O multitasking é inimigo do sono
Embora amplamente valorizado no mundo do trabalho, fazer muitas coisas ao mesmo tempo não aumenta o foco ou a produtividade. É um mito.
Sejamos realistas: o multitasking está na moda. Vivemos numa era de acumulação de tarefas, onde o digital, o imediato e o 24/7 dominam e invadem as nossas vidas. É tentador estar sempre ligado e ir fazendo o máximo de coisas possível, de maneira a “aproveitar” bem o tempo. Queremos estar em todo o lado, quando na realidade acabamos por não estar realmente em lado nenhum.
Embora amplamente valorizado no mundo do trabalho, fazer muitas coisas ao mesmo tempo não aumenta o foco ou a produtividade. É um mito. O cérebro simplesmente não aguenta o mesmo nível de atenção quando nos dividimos em várias tarefas. Se por um lado nos vamos sentido cada vez mais omnipotentes, numa espécie de síndrome de super-herói, ao desempenhar multitarefas temos menos disponibilidade para cada uma delas. Além disso, o excesso de estímulos a que andamos expostos hoje em dia pode dificultar a vivência saudável e tranquila que desejamos para os nossos dias e noites.
Sem querer aprofundar muito o conceito deste fenómeno, que pode estar associado à execução de várias tarefas em simultâneo ou à alternância sistemática de tarefa em tarefa, interessa examinar a relação do multitasking com o sono. Quando falamos de qualidade do sono, um dos principais aspetos a referir é a forma como se organiza o dia. Olhamos para o sono como um fenómeno das 24h, em que tudo o que fazemos durante o dia tem impacto na qualidade do sono. Ou seja, não é apenas a forma como dormimos que determina como vai correr o dia seguinte. Quando os dias são pouco estimulantes, temos alterações no padrão de sono. Por outro lado, se os nossos dias são uma correria, cheios de atividades e sem uma redução gradual de estimulação ao final do dia, é difícil dormir bem.
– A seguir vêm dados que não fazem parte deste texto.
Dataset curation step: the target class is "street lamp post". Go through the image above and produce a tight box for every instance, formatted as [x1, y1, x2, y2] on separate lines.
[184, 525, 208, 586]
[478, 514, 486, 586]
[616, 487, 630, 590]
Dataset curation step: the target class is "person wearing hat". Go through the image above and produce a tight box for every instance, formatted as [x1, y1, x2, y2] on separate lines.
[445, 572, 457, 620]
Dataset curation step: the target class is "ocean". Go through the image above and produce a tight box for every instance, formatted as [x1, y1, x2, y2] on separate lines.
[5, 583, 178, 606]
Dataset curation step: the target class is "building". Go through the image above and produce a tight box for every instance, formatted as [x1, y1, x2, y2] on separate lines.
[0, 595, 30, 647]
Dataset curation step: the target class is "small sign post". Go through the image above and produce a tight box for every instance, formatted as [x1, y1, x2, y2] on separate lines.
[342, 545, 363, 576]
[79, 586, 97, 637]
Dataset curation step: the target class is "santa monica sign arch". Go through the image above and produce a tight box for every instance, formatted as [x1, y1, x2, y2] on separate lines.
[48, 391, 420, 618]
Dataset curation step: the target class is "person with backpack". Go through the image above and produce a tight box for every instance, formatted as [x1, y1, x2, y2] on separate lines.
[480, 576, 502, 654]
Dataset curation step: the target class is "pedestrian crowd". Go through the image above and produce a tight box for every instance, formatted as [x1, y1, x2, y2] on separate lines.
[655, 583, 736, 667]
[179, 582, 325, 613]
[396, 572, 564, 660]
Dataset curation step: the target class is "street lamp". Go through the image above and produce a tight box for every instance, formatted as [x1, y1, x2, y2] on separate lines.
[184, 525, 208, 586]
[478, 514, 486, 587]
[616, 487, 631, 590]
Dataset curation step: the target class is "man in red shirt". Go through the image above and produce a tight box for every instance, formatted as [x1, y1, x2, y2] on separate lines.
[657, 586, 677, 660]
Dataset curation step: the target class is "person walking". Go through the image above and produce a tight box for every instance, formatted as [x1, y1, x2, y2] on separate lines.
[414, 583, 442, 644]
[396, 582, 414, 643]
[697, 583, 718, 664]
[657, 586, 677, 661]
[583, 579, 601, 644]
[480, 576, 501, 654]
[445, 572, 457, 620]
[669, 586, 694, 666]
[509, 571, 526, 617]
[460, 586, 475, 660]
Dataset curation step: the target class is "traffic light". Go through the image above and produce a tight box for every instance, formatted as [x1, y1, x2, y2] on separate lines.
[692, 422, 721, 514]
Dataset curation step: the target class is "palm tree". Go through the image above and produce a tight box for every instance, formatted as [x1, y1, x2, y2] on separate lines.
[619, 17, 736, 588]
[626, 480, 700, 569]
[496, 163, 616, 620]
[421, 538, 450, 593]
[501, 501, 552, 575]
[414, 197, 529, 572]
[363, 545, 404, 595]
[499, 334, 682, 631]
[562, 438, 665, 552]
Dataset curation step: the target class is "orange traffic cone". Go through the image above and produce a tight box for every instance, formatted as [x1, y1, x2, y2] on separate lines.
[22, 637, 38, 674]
Uma criança de oito anos explicou-me uma vez numa consulta do sono que tinha descoberto o segredo para dormir bem. Bastava lembrar-se que não tinha no cérebro um interruptor para cima e para baixo que a fizesse dormir e acordar de repente, mas sim daqueles “com rodinha” que a ajudava a acordar e adormecer devagarinho e de forma progressiva. Como ela tinha razão!
Um outro aspeto importante é o cansaço que o multitasking pode promover. Ao contrário do que possa parecer, estar cansado não facilita o sono, pelo contrário. O organismo fatigado está em esforço, sobreativado, é por isso que dormimos pior quando estamos exaustos. É muito comum ouvir queixas de pessoas que estavam tão cansadas que nem conseguiram pregar olho. A minha sugestão: priorizar tarefas e escolher de forma criteriosa as atividades reservadas para o final do dia. É fundamental saber desligar do que se passou durante o dia para criar condições favoráveis à qualidade do sono. Todas as tarefas cognitivas que tanto valorizamos, como a atenção, a memória e a criatividade, dependem de noites descansadas e isso só é possível se aceitarmos que o tempo para dormir é sagrado. E não vale a pena ouvir uma aula ou conferência enquanto se dorme, o conhecimento adquire-se acordado e durante o sono o cérebro encarrega-se de o transformar em aprendizagens. Basta-nos dormir sossegados, sem interferências.
Há coisas simples que podemos começar a aplicar nas nossas casas e nos locais de trabalho, como a política de utilizar apenas um ecrã de cada vez, ou deixar os telemóveis desligados durante as reuniões. São pequenos exercícios que promovem a capacidade de nos focarmos numa tarefa de cada vez, capacidade imprescindível para gerir melhor a hora de dormir e garantir que o sono tem a exclusividade que merece.
*Teresa Rebelo Pinto é psicóloga, especialista em sono certificada pela European Sleep Research Society. Foi coordenadora do Projeto Sono Escolas.